Der Name verklang. Harry war erstaunt, dass seine Stimme wusste, was sie sagen musste.

»Was soll ich machen? Was willst du?«

»Bring mir einen Zettel und einen Stift. Ich muss es aufschreiben. Ich muss wissen, was passiert ist.«

Erbärmlich, wie einer, der nach Hustenpastillen verlangt, obwohl er längst an Rachenkrebs stirbt.

»Aber würdest du bitte zuerst zu meiner Mutter gehen? Erinnerst du dich an die Adresse?«

»Ja, ich erinnere mich.«

»Erzähl ihr was. Denk dir was aus. Ich will nicht, dass sie zur Polizei geht. Das will ich nicht.«

»Du kannst herkommen, Tommy. Hier suchen sie dich nicht.«

»Nein, ich kann nicht«, sagte Tommy, »Nein, ich kann nicht.«

»Wo bist du?«

Die Pause diente der Selbsttäuschung, als gelte es über Vertrauen zu entscheiden, dabei war die Entscheidung längst gefallen.

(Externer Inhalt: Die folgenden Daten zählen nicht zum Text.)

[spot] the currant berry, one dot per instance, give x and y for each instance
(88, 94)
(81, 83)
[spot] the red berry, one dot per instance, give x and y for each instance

»Ich bin in der Bridgegate. In der Nähe vom Jocelyn Square. Ein leer stehendes Haus. Über Alice’s Restaurant. Der Eingang ist mit Blech vernagelt, aber ich hab’s zurückgebogen. Komm noch nicht. Erst wenn sich alles beruhigt hat. Aber geh zu meiner Mutter. Jetzt gleich.«

»Tommy«, sagte Harry.

»Wirst du’s machen?«

»Ich mach’s.«

»Gut.«

»Ich liebe dich, Tommy. Vergiss das nicht.«

Aber er hatte schon aufgelegt. Erst als er es gesagt hatte, wurde Harry bewusst, dass es wirklich stimmte. Er legte ebenfalls auf und wusste, dass das Gespräch ein Ende markierte. Es war eine Art Ankunft. Er musste nicht mehr so tun, als würde es ihm nichts ausmachen, dass er Tommy seit zwei Wochen nicht mehr gesehen hatte. Alle falschen Vorspiegelungen, mit denen er sein Haus ausstaffiert hatte, waren hinfällig, oder zumindest ihre Zwangsläufigkeit. Sollte er irgendeine dieser Rollen noch einmal bemühen, dann nur um Tommy zu helfen.

Er wusste noch, was er Tommy beim letzten Mal gesagt hatte. »Du hast Angst, schwul zu sein. Aber ich weiß, dass ich’s bin.« Und obwohl er sich seine Homosexualität bereits vor langer Zeit eingestanden hatte, hatte er dies nur getan, um sich wirksamer vor anderen zu schützen. Sein ganzes Leben lang hatte er sich Eigenschaften zugelegt, die ihm nicht angeboren waren, ihm aber überleben helfen sollten. Die Härte seiner eigenen Erfahrungen ließ ihn Tommy augenblicklich vergeben, egal was er getan hatte. Ginge es nach Rayburn, so hätte jeder andere es verdient, für Tommy zum Sündenbock zu werden.

Die antrainierte Härte würde jetzt einem ehrenwerten Zweck dienen. Er würde Tommy helfen zu entkommen. Das war seine Rache an der eigenen Erfahrung.